Le chaos inédit des morgues au Bénin, depuis que mis à nu par l’Ong « Bénin Diaspora », à travers des enquêtes réalisées, n’a pas manqué de susciter beaucoup d’émois de part et d’autre, au vue des « produits hautement toxiques et cancérigènes » libérés dans le sol. Trois ans après, où en est-on avec la loi devant réglementer le secteur ?
S.T.
Si des actions sporadiques ont été menées avec l’assurance de la définition d’une nouvelle règlementation du secteur funéraire au Bénin, environ trois (03) ans après (2017-2020), le statu quo semble régner en maître. Décharge de « produits hautement toxiques et cancérigènes » dans des fausses sceptiques sans fond ; entassement des corps à 1m80 de hauteur ; régulier commerce du jus de morts pour la fabrication de savons de chance ; des enfants morguiers et fossoyeurs des morgues ; trafics d’organes de cadavres. Voilà le tableau dégoûtant que présentent les morgues au Bénin. Sur les 45 morgues privées que compte le Bénin, seule celle de Covè, dans le Sud du Bénin est en règle vis-à-vis de la loi. Selon le président de l’Ong « Bénin diapora assistance », Médard Koudébi, les 44 autres exercent dans l’illégalité absolue. Sollicité en 2012 par le gouvernement du président Boni Yayi pour l’assainissement du milieu funéraire au Bénin et récemment par le gouvernement du Président Patrice Talon, le spécialiste de l’hygiène funéraire regrette qu’aucun changement majeur n’ait émergé en dépit des multiples propositions faites pour rendre à ce secteur toute sa dignité. Pour rappel, après la vague de dénonciation faite sur la gestion du secteur funéraire au Bénin, conscient de la gravité des faits dénoncés, le gouvernement béninois n’a pas hésité à s’ouvrir pour que des solutions soient trouvées. C’est dans cette logique qu’ont été organisées en juillet 2017, des formations à l’endroit des promoteurs des morgues et élus locaux. A cela se sont ajoutées aussi des formations à l’endroit de plusieurs agents du ministère de la santé. Ceci, afin de lutter contre les trafiquants d’organes humains et de minimiser le risque de contamination défunt-vivants au Bénin. Les actions ne se sont pas limitées à ces quelques unes. En l’absence de réglementation dans le secteur, aussitôt passé le cap des formations, le gouvernement ne s’est pas fait prier avant de mettre en place la commission devant proposer le nouveau cadre règlementaire. Les travaux de la commission achevés depuis le premier trimestre 2018, où en est-on avec l’adoption de ce texte ? Qu’est-ce qui a véritablement changé dans le secteur depuis lors ?

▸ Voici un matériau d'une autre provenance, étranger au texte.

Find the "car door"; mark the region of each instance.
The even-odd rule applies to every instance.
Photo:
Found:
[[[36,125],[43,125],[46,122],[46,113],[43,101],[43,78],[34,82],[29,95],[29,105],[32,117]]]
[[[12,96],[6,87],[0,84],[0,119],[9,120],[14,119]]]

« Rien n’a changé, la situation est catastrophique »
Alors qu’après ces actions, des changements profonds étaient envisagés, il aura fallu peu de temps pour que remontent à la surface les habitudes à la peau dure. Chantages et quête du pouvoir aidant, dans les milieux traditionnels, en dépit de leur fermeture effective au lendemain de la vague d’alertes, les morgues traditionnelles ont repris du service à en croire Médard Koudébi. « Après les dénonciations, grand-choses n’ont pas changé. Les morgues traditionnelles qui sont dans les villages, une bonne partie a été fermée entre temps et les gens ont commencé à faire du chantage aux élus locaux, comme quoi, « si vous ne nous autorisez pas, nous n’allons pas voter. On n’a pas de morgue ici, c’est le seul qu’on a ». C’est ainsi que de chantage en chantage, d’autres ont repris leur activité de conservation de corps à domicile et de séchage de corps au soleil sans aucune autorisation. », renseigne-t-il. En ce qui concerne le projet de décret rédigé et validé entre juillet et août 2017 par la commission commise à cette tâche, aucune suite favorable n’a pu être donnée à ce jour. « Ce décret, explique-t-il, est resté bloqué… C’est tellement encadré mais malheureusement, tout cela semble trop clair. Rien n’a changé, la situation est catastrophique. Je regarde tout le monde et j’observe ». Ainsi relatée, la situation des morgues au Bénin reste toujours d’actualités. Au centre de certaines grandes villes -du Bénin telles que Cotonou et Calavi, des morgues se trouvant au minimum à 150 mètres des habitations, on en dénombre que dans l’imaginaire. Cela va sans dire que le secteur funéraire au Bénin nécessite une profonde mutation.